The doors of Professor Mire's classroom swung shut behind them, cutting off the low hum of lingering discussion.
The academy halls had shifted into late-morning rhythm—students flowing between lectures, voices louder now, the tension of study easing into something lighter. Sunlight slanted through the high windows, catching on rune-etched stone and the polished edges of satchels and spellbooks.
Anna stepped out first, breath still a little unsteady—not from fear, but from the weight of attention she was suddenly very aware of.
Lara barely made it three steps before she spun around.
"Okay," she said, pointing at Anna with both hands, "you do not get to just vanish for weeks, come back like nothing happened and then expect me not to interrogate you."
Anna laughed, shoulders loosening. "Interrogate?"
"Yes," Lara said firmly. "With love."
Kaelen fell into step beside them, hands in his pockets, expression relaxed—but his eyes stayed on Anna, quietly assessing.
"So," Lara continued, walking backward in front of them, "where did you go?
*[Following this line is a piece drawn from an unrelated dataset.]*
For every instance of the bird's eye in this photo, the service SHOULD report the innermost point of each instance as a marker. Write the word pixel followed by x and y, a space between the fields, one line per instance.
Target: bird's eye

And don't say 'training' like that explains anything, because you look different."
Anna blinked. "Different how?"
"Calmer," Lara said without hesitation. "Like… steadier."
Kaelen nodded once. "You weren't like that before."
Anna hesitated, just for a breath.
"I trained," she said carefully. "A lot. Learned control. Learned when not to push."
Lara narrowed her eyes. "That is the most evasive answer I've ever heard."
Anna grinned. "I've had a good teacher."
"Good teacher?" Kaelen echoed, glancing at her sideways. "Okay, now I need to know. Who trained you?"
Anna hesitated again—shorter this time—then answered simply.
"Brom Ironhart."
Kaelen stopped walking.
Stopped breathing.
"—Brom Ironhart?!?!" he repeated, far louder than intended.
Several students nearby turned to stare.
Lara winced. "Kaelen—inside voice."
But Kaelen wasn't listening. He stared at Anna like she'd just said she'd been personally tutored by a living myth.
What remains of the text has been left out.